Abstract WMP99: Alpha2-Antiplasmin Inactivation Reduces Hemorrhagic Transformation and Ischemic Brain Injury After Tissue Plasminogen Activator Therapy and Mechanical Reperfusion

Abstract

Tissue plasminogen activator (r-tPA) therapy followed by thrombectomy-mediated, mechanical reperfusion profoundly reduces neurologic disability in appropriately selected patients. Nevertheless, a high proportion of these patients (20-37%) develop brain hemorrhage. We examined the contribution of α2-antiplasmin, a fast-acting plasmin inhibitor, to brain hemorrhage and ischemic injury following r-tPA treatment and mechanical reperfusion. Methods: Mice (C57Bl6) underwent 1 to 4 h of middle cerebral artery occlusion followed by treatment with r-tPA alone (10 mg/kg), r-tPA (10 mg/kg) plus an α2AP inhibitor (α2AP-I, 10 mg/kg) antibody or saline, followed by reperfusion. Mice were assessed by neurobehavioral measures (Bederson score and corner test) and histology 24 h post-ischemic stroke. Analyses were performed in a blinded fashion.
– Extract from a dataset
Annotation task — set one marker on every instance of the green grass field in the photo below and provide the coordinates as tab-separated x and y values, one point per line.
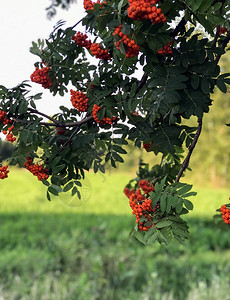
66	250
Time course studies in r-tPA-treated mice showed that intracerebral hemorrhage (p<0.05), brain infarct volume (p<0.001) and brain swelling (p<0.01) increased progressively with ischemic time, with a plateau at 3 h of ischemia, as compared to saline treated controls. Mice treated at 3 h with r r-tPA + α2AP-I showed significantly (p<0.05) reduced brain hemorrhage, brain infarct volume (p<0.01) and brain swelling (p<0.05). Treatment with r-tPA + α2AP-I also significantly improved neurobehavioral deficits (p<0.01) and sensory motor dysfunction (p<0.01) at 24h of reperfusion. Conclusion: α2AP contributes to the increased brain hemorrhage and ischemic brain injury associated with r-tPA treatment followed by mechanical reperfusion. Targeting a2AP appears beneficial, because specific, monoclonal antibody-mediated inhibition of α2AP markedly reduced brain hemorrhage, infarction, swelling and neurobehavioral disability.